Posted on 10/06/2008 8:41:11 AM PDT by TigerLikesRooster
Shanghai highrises could worsen threat of rising seas
By Rujun Shen Sun Oct 5, 9:26 PM ET
Shanghai, China's most populous city and an aspiring global financial center, is also among the world's most vulnerable urban areas to a rise in sea levels as global warming melts polar ice.
Its location on a low-lying alluvial plain near the mouth of Asia's longest river, the Yangtze, had already left it prone, but researchers warn that forests of skyscrapers sprouting across the ambitious metropolis could compound the threat by causing its marshy ground to sink.
"Shanghai came from the ocean, and has been facing the threat of rising sea levels," said Wang Pingxian, a member of the prestigious China Academy of Sciences and professor of ocean geology at Tongji University in Shanghai.
"The rising sea level is a worldwide problem, caused by global warming, but Shanghai and Tianjin, among China's coastal cities, face the biggest challenge, mainly because of land subsidence," Wang said as part of the Reuters Global Environment Summit.

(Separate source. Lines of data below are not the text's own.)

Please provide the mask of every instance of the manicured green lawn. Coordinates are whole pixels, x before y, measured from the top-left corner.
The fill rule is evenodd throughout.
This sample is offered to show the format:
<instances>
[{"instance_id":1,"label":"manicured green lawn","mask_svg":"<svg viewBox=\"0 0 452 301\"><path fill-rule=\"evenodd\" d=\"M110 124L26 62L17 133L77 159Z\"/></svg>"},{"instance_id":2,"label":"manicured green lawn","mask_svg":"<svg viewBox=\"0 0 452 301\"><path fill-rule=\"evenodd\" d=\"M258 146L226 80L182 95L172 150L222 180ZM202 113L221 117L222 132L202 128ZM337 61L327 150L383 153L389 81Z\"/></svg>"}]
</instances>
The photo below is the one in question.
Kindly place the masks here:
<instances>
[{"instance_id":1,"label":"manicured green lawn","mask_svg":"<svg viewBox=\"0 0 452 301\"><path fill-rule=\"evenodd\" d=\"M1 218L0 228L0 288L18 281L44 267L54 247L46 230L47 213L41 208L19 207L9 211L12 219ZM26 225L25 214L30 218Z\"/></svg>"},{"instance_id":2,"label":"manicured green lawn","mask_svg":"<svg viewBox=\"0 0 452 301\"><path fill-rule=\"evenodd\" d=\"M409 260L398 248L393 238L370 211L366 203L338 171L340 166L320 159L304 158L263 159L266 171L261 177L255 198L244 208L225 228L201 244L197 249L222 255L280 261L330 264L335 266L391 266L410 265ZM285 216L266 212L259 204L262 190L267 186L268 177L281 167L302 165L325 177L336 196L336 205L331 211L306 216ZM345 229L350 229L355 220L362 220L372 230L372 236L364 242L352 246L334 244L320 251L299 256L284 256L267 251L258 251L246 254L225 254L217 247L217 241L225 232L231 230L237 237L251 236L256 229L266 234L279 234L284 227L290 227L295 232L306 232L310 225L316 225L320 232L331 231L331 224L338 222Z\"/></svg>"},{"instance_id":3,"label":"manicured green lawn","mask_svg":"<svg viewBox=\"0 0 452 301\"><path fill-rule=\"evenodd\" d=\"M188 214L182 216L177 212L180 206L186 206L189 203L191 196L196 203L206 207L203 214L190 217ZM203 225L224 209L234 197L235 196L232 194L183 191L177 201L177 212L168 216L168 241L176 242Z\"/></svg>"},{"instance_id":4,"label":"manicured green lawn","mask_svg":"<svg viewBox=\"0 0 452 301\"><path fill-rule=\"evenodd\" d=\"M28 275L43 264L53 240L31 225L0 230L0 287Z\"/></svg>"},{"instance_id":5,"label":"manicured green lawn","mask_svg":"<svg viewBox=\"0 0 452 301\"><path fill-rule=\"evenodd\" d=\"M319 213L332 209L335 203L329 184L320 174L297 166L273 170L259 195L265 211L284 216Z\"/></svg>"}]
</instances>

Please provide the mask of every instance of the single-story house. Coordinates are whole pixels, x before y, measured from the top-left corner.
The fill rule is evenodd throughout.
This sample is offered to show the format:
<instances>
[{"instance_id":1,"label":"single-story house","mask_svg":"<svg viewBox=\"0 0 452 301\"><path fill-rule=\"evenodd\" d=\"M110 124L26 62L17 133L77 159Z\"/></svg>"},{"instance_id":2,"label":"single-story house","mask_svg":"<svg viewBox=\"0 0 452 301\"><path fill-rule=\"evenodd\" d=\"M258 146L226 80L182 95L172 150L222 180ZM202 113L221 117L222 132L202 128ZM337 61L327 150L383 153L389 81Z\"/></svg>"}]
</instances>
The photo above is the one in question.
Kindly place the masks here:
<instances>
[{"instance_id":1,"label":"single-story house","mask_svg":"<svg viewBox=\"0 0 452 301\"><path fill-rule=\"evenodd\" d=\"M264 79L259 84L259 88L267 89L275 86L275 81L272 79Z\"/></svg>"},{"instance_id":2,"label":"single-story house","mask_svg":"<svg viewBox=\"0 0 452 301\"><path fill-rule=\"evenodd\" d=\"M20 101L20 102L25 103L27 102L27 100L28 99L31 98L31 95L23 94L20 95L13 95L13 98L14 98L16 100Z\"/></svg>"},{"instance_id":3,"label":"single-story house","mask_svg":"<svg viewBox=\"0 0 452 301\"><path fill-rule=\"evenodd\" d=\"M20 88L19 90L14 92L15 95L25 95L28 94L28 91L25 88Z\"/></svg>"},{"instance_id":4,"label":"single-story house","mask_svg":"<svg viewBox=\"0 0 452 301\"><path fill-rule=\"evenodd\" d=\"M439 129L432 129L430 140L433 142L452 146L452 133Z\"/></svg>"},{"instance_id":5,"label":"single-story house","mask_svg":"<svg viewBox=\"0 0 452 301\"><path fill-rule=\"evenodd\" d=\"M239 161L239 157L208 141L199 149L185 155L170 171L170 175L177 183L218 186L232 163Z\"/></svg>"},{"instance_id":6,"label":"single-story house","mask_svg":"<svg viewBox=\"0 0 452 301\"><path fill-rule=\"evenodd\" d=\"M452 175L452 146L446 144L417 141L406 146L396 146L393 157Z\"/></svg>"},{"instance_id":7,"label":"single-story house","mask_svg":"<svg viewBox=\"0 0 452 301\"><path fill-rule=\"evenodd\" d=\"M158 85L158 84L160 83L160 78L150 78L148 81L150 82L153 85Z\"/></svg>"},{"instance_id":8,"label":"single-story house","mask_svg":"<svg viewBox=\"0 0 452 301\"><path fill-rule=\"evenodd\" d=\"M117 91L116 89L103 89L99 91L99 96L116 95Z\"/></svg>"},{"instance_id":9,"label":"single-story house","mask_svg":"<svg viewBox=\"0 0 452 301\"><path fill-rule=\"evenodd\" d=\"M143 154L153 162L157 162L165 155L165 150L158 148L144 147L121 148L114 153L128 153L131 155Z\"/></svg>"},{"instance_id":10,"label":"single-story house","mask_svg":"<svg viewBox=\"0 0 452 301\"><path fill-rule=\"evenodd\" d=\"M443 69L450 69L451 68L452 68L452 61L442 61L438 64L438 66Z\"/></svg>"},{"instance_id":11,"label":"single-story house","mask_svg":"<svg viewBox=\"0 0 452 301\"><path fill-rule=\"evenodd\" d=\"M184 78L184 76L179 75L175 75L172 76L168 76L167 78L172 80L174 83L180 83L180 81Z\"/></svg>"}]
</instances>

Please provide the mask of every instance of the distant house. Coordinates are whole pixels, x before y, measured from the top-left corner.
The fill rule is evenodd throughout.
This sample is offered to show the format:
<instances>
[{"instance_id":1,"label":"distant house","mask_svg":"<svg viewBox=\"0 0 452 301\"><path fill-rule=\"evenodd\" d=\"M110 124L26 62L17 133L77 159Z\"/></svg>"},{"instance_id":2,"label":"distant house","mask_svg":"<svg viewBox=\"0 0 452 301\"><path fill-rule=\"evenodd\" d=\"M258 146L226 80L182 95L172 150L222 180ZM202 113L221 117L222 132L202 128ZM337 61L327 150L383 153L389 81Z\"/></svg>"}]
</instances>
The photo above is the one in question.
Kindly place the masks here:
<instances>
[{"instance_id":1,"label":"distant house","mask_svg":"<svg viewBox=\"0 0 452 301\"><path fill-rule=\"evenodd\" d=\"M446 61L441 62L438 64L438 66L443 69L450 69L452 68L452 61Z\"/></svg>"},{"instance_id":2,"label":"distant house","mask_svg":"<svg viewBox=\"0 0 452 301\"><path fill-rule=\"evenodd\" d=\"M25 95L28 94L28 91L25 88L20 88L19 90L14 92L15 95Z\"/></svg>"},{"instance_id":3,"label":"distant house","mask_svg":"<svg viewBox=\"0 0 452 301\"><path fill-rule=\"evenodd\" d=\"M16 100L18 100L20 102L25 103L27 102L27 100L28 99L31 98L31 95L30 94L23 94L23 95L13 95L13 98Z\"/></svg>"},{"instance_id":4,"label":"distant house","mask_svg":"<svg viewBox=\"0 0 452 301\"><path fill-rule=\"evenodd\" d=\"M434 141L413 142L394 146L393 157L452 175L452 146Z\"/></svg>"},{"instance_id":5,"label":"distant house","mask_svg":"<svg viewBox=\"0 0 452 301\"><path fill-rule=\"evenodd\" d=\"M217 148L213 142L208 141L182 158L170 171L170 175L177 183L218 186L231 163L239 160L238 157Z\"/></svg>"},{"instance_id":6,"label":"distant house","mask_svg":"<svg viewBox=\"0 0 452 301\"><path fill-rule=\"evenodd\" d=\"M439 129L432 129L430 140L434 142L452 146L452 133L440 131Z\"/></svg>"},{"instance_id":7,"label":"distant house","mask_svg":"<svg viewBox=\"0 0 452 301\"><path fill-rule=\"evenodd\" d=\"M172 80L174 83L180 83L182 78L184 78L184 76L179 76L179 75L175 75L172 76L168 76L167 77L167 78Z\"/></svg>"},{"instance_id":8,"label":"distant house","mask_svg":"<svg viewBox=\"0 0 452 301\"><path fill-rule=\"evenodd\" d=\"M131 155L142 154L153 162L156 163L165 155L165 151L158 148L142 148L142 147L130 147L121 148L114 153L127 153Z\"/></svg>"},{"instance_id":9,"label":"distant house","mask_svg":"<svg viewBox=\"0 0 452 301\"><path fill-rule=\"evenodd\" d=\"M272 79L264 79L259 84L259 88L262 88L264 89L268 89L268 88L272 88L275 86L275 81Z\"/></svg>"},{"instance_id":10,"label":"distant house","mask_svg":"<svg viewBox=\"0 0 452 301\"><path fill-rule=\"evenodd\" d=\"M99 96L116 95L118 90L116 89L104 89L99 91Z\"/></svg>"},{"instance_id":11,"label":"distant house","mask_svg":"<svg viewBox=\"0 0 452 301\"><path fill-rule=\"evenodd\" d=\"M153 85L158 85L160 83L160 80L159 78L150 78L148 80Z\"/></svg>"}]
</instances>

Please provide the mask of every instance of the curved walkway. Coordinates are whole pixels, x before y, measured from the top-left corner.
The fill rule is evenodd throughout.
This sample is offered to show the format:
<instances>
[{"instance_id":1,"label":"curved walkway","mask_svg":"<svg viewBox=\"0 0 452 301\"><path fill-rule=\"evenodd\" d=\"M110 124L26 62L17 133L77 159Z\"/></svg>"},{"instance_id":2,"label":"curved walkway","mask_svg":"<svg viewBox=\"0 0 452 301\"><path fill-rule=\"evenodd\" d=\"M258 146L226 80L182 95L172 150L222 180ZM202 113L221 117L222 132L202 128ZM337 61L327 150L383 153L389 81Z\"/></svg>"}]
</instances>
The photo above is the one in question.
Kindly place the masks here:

Sinking ground levels have long been a headache for Shanghai, although the culprit has traditionally been the pumping of ground water to support its rapid growth and industrialization.
(Excerpt) Read more at news.yahoo.com ...
Ping!
Guess China ought to stop burning that coal.
My ex was from Shanghai, and told me about how a while ago the Bund did start sinking. They had to bring in engineers to shore it up. Given the staggering amount of construction there in the past 10 years, it would not at all surprise me if the city started having subsidence problems again. Maybe they should just let it sink, and become the Venice of the east.
they have too many short buildings. I would ask for help from the dutch, not from New Orleans.